Many Medicare Cancer Patients Now Have Much Lower Out-Of-Pocket Costs

Posted by Joshua P. Cohen, Senior Contributor | 3 hours ago | /healthcare, /innovation, Business, Healthcare, Innovation, pharma & healthcare, standard | Views: 8


Tens of thousands of Medicare beneficiaries who are cancer patients have substantially lower out-of-pocket costs for their prescription drugs, thanks to a key provision included in the Inflation Reduction Act.

When people think about the IRA’s drug pricing measures, they’re more likely to be familiar with the Medicare price negotiation aspect than the redesign of Medicare’s outpatient drug benefit. The former entails Medicare’s ability to negotiate prices of a select number of drugs. But the prices that apply to the first round of ten pharmaceuticals won’t be implemented until next year. It’s the wholesale restructuring of the pharmacy benefit that’s far more comprehensive and already having an impact on Medicare recipients, especially beneficiaries who prior to 2024 incurred more than $3,300 in annual out-of-pocket costs. These include many cancer patients. Under the IRA law, annual out-of-pocket costs were capped at $3,300 in 2024 and lower still at $2,000 in 2025.

Upon enactment of the Medicare Modernization Act in 2006, the federal government health insurance program for seniors and disabled added a prescription drug benefit called Part D. This meant that Medicare beneficiaries who chose to purchase coverage from a prescription drug plan or a fully integrated insurer offering medical and pharmacy benefits under Medicare Advantage, could better afford their outpatient medicines.

Nevertheless, problems emerged with respect to gaps in Part D coverage and relatively high out-of-pocket costs in the so-called catastrophic phase of the benefit, especially for beneficiaries taking expensive medications.

The IRA, which passed in 2022, includes a provision that aims to decrease the out-of-pocket cost burden for Medicare recipients, putting a lid on annual expenses at $3,300 in 2024 and $2,000 in 2025. This means that after a patient has spent $2,000 out-of-pocket this year, they have $0 in co-payment. Because of how expensive most branded (and even some generic) cancer medications are, many patients may reach the $2,000 maximum as early as January in a given year. But unlike in the past, they won’t incur any more out-of-pocket expenses the rest of the year.

A recently released report reveals the importance of a cap on out-of-pocket beneficiary expenses.
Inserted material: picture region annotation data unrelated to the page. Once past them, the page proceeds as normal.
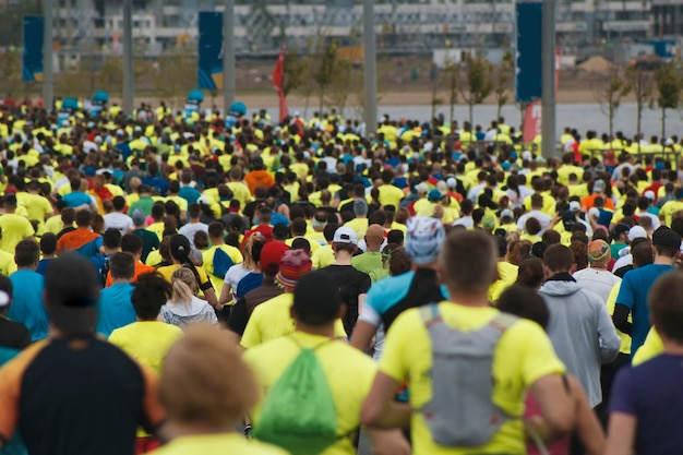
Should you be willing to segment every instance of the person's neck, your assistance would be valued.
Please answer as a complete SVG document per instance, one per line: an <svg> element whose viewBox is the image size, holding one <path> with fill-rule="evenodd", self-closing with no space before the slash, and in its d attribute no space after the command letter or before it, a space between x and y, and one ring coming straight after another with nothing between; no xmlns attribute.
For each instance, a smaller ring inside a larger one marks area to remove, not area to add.
<svg viewBox="0 0 683 455"><path fill-rule="evenodd" d="M655 264L655 265L673 265L674 261L675 261L675 258L662 256L662 255L659 255L659 254L655 253L655 261L652 262L652 264Z"/></svg>
<svg viewBox="0 0 683 455"><path fill-rule="evenodd" d="M334 338L334 323L325 325L309 325L297 321L297 332Z"/></svg>
<svg viewBox="0 0 683 455"><path fill-rule="evenodd" d="M351 258L346 251L339 251L335 254L335 265L351 265Z"/></svg>
<svg viewBox="0 0 683 455"><path fill-rule="evenodd" d="M164 426L164 436L167 439L176 439L181 436L190 436L197 434L229 434L233 433L231 424L225 423L181 423L168 421Z"/></svg>
<svg viewBox="0 0 683 455"><path fill-rule="evenodd" d="M450 289L448 294L451 296L450 300L453 303L457 303L463 307L472 307L472 308L489 307L488 291L480 292L480 294L468 294L468 292L457 292L457 291L453 291Z"/></svg>
<svg viewBox="0 0 683 455"><path fill-rule="evenodd" d="M683 344L662 336L661 332L659 332L659 336L661 337L661 343L664 346L664 354L683 356Z"/></svg>

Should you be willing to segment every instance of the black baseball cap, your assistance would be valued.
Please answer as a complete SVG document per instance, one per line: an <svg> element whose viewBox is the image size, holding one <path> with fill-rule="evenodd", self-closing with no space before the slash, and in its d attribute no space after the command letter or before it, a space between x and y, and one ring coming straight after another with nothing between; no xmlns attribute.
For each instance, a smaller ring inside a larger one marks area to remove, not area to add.
<svg viewBox="0 0 683 455"><path fill-rule="evenodd" d="M50 321L67 335L94 335L97 325L99 282L93 263L65 253L45 272L46 308Z"/></svg>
The figure below from IQVIA shows that until 2024 when Part D instituted a cap of $3,300, the proportion of claims with zero dollars in patient co-payments was very small and nearly constant.
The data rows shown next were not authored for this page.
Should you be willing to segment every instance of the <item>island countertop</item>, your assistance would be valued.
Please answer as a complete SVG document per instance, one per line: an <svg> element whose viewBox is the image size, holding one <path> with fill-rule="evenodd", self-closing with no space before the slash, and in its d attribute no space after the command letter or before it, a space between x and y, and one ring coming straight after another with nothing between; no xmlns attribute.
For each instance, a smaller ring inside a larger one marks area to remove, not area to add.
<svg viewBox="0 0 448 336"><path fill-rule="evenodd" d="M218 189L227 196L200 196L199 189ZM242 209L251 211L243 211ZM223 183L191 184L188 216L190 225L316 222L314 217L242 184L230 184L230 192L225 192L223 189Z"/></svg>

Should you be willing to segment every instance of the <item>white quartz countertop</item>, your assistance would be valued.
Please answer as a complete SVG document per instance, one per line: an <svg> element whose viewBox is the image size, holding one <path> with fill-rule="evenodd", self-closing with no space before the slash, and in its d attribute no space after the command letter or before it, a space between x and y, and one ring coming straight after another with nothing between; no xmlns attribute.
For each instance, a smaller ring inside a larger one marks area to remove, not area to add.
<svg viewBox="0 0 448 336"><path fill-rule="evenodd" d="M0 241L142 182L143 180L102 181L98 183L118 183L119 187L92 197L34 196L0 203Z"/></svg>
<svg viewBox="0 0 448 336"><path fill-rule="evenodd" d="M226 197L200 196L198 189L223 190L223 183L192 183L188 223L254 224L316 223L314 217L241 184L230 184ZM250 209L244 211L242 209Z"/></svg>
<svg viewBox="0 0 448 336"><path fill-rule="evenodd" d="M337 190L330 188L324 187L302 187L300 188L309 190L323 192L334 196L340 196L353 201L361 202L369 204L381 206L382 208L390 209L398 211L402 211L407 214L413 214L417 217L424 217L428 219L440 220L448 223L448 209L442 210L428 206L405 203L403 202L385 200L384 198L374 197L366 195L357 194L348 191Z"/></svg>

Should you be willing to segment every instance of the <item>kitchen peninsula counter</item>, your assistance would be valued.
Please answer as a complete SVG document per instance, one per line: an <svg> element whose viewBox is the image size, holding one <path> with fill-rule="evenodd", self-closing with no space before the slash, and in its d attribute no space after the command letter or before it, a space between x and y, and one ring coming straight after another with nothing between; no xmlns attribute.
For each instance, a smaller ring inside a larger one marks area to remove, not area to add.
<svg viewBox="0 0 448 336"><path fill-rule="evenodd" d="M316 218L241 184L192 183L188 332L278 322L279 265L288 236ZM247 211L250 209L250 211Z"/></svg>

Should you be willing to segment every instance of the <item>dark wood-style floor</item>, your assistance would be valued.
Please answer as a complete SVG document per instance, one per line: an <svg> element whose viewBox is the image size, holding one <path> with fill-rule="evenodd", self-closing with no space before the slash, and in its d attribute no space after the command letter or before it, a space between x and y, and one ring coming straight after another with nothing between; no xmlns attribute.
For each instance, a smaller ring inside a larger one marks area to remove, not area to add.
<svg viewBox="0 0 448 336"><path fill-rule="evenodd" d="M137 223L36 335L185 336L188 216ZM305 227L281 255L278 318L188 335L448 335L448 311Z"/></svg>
There was no maximum, and consequently patient co-payments could easily add up in a given year to many thousands of dollars.
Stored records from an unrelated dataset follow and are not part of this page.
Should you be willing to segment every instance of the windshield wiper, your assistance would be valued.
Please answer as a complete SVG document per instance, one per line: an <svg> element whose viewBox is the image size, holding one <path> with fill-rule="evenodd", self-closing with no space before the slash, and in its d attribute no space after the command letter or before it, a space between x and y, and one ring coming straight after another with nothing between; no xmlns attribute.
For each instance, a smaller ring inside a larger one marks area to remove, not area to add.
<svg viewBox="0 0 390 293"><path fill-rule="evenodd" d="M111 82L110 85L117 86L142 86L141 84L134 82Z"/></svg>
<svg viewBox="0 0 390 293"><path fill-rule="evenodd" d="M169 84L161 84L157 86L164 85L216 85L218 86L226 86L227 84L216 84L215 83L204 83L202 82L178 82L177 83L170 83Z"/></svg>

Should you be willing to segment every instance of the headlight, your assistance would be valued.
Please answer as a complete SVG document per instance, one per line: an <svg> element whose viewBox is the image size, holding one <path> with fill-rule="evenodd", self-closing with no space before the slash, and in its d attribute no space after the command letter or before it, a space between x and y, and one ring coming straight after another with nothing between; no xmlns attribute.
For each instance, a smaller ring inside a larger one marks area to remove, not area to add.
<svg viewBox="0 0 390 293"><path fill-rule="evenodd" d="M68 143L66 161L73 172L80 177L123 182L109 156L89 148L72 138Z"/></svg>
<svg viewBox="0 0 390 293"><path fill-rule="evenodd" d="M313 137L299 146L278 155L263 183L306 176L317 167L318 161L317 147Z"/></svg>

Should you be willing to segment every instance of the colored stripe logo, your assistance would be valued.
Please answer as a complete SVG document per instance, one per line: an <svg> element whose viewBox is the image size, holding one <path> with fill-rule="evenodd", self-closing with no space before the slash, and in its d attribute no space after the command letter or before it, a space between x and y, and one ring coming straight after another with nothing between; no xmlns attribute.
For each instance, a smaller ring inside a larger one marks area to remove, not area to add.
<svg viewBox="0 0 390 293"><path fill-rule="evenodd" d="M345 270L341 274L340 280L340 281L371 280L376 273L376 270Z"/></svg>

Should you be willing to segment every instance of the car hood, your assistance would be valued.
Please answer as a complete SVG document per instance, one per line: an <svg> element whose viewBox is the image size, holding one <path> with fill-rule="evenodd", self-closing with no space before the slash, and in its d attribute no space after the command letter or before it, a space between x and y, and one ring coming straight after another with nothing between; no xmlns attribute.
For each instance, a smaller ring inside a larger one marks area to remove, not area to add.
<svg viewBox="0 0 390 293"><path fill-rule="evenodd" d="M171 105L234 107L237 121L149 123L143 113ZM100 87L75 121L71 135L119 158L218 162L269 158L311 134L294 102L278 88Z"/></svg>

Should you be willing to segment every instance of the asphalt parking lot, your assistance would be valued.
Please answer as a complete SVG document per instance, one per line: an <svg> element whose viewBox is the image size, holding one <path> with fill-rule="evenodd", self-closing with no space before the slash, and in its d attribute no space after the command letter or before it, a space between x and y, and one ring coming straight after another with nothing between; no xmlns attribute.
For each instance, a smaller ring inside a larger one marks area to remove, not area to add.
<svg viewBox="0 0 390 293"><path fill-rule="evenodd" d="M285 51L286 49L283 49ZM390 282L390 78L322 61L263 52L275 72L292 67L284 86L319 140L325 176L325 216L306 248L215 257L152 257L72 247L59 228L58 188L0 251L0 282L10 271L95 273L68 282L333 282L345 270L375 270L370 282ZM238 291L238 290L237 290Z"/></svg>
The IQVIA report also demonstrates how immediate the impact was of capping annual patient out-of-pocket expenses at $3,300 in 2024: Oncology prescription volumes rose 50% year-over-year between 2023 and 2024. In 2025, the cap lowers to $2,000, which will likely boost utilization further.

At the same time, the management of costs in the catastrophic phase has shifted away from the federal government and towards plans that manage the pharmacy benefit as well as drug manufacturers. While patients nothing out-of-pocket once they reach the $2,000 threshold and the federal government only reinsures 20% of the cost rather than 80%, drug makers and insurers pick up the slack. Starting in 2025, pharmaceutical manufacturers must cover 20% of drug costs in the catastrophic phase of the pharmacy benefit—up from 0%. And Part D plans take on 60% of costs, up from 15%.

The IRA has its share of detractors, in particular, regarding Medicare drug price negotiations which critics claim will lead to reduced levels of research and development expenditures and less pharmaceutical innovation. On Part D redesign, some analysts point to unintended consequences, such as driving up insurance premiums for Medicare recipients in Part D and an exodus of stand-alone prescription drug plans leading to reduced choice for some beneficiaries.

There’s also been an increase in the use of coverage restrictions, such as prior authorization, as payers attempt to control costs. Medicare Part D plans—managed by pharmacy benefit managers and Medicare Advantage insurers—receive a fixed payment per enrollee from the federal government and bear a portion of the financial risk for part of enrollees’ drug expenditures. Accordingly, plan administrators are induced to control costs by managing drug utilization and negotiating lower net prices. IRA changes in the design of the pharmacy benefit have enhanced the incentives to contain costs as much as possible. However, because all cancer medications must be covered, plans have less leeway to impose restrictions.

It’s hard to argue that Medicare Part D redesign doesn’t help oncology patients with high out-of-pocket costs. Medicare beneficiaries who were once heavily burdened financially and sometimes abandoned scripts due to cost are now able to (re)start and stay on their medication regimen.